# Introduction¶

Django-raster provides high level utilities to work with raster data in Django. It is based on the Django internal GDALRaster object and RasterField datatype.

There are three main components in this package:

• Parser utility to ingest rasters through the admin or the django shell.
• Tile Map Service (TMS) endpoint to render raster data.
• Raster calculator to compute and render raster calculator expressions.

Raster files are stored in a file field attached to RasterLayer objects. Data can be added by creating raster layers through the admin interface or the Django shell.

After creating a RasterLayer object, the raster data will be parsed automatically. The parsing can be executed asynchronously if Celery is integrated into the Django project. The raster parser will automatically extract the data in the raster and store it as PostGIS raster tiles on the database.

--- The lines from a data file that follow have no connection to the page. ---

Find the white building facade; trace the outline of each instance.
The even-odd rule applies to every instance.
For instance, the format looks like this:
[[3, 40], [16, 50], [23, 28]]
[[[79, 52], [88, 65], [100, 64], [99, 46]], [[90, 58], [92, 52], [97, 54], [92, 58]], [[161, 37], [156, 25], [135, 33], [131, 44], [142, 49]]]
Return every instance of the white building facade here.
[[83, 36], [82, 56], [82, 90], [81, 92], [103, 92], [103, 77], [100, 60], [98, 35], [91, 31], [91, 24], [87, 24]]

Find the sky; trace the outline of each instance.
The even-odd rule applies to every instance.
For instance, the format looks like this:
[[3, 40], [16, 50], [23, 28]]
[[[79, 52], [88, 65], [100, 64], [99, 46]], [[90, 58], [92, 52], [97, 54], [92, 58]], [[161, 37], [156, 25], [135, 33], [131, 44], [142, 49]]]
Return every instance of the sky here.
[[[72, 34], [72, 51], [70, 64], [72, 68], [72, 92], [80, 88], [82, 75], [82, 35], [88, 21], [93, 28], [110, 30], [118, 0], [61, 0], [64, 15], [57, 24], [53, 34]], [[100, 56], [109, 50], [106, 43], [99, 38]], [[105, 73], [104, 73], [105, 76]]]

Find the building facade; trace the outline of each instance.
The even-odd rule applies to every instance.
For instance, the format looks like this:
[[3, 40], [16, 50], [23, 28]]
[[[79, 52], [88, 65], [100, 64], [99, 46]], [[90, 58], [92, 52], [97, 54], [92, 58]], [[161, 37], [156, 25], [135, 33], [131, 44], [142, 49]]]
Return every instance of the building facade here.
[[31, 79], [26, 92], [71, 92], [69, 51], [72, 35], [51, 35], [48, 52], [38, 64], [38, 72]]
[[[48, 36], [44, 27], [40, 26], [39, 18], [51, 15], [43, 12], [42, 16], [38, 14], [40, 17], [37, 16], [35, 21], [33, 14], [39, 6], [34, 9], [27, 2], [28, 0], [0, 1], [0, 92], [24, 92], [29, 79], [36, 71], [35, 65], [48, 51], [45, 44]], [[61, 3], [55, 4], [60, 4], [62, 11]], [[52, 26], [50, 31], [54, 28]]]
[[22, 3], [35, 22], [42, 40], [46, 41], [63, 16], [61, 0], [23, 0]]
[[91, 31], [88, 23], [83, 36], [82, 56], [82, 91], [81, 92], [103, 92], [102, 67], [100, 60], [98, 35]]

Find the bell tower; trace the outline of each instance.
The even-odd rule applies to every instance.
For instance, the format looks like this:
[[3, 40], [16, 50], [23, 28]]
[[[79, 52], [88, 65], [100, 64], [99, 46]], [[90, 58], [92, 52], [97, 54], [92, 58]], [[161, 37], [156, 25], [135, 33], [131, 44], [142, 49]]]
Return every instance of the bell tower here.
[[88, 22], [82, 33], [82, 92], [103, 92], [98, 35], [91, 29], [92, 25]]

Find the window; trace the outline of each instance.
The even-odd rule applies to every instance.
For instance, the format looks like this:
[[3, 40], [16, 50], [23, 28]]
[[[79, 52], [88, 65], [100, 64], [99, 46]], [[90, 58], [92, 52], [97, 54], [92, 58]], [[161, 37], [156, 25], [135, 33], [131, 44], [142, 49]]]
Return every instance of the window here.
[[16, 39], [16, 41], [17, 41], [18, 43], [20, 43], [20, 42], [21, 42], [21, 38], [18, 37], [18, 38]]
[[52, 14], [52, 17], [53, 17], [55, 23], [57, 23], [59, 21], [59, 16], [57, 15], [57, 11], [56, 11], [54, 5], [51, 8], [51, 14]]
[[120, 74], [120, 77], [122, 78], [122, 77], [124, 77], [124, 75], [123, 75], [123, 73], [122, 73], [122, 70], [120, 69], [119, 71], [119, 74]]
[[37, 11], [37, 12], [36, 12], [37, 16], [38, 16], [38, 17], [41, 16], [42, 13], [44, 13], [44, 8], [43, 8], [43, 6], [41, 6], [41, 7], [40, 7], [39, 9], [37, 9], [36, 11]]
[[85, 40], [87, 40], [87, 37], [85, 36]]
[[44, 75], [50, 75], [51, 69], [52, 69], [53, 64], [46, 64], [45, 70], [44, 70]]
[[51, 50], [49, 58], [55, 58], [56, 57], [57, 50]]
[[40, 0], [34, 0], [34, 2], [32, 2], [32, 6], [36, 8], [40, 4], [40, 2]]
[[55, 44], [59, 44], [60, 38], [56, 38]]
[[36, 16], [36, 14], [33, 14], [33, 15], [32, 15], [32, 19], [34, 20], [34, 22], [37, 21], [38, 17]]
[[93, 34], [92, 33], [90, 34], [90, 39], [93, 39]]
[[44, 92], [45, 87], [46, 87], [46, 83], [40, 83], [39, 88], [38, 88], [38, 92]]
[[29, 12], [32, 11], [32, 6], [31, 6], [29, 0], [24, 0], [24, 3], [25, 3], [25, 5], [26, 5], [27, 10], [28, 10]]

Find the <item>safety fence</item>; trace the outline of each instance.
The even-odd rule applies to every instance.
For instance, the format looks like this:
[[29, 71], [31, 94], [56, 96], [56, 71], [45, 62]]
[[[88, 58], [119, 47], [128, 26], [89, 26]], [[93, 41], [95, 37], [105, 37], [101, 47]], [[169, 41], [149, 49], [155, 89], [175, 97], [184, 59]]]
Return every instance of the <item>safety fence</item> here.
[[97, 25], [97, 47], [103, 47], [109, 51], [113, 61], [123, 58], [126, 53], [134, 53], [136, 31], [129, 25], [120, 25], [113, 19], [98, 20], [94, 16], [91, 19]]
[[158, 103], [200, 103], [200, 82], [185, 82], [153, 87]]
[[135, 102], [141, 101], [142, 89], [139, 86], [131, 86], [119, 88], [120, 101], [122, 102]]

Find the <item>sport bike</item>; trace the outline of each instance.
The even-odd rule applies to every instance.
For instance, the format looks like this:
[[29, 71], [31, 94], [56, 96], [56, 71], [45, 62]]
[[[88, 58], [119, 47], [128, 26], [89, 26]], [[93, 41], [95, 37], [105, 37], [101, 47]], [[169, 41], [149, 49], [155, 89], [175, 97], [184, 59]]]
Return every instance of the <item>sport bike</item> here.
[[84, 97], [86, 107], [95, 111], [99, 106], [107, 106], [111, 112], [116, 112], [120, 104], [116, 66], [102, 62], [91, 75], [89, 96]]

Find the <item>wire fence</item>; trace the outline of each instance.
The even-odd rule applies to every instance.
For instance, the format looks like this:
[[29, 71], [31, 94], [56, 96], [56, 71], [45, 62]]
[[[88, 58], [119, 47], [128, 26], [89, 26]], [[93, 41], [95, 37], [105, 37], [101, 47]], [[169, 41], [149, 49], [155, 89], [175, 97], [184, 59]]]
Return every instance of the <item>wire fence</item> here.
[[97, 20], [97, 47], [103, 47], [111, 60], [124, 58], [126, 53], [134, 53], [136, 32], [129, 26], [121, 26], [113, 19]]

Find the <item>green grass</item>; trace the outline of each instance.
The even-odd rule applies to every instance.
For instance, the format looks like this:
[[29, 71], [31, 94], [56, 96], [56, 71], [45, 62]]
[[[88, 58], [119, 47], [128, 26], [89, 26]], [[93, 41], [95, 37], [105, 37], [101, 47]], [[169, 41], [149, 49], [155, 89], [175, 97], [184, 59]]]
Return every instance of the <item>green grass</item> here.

After ingesting the data, raster styles can be defined through the admin interface which are then used to render the data through TMS endpoints. The endpoints can be used in Javascript mapping software such as OpenLayers or Leaflet.

## Limitations¶

The main limitation of the django-raster package is that it is focused on single band rasters. For most of the functionality, only the first band in the raster is used. While the tile parser processes and stores all bands of the input rasters, for the TMS endpoints and raster algebra calculations, currently only the first band is used.

Another limitation is that the projection of the raster tiles is fixed to the Web Mercator Projection (EPSG 3857). This is because a large part of online mapping applications use this projection, especially TMS services.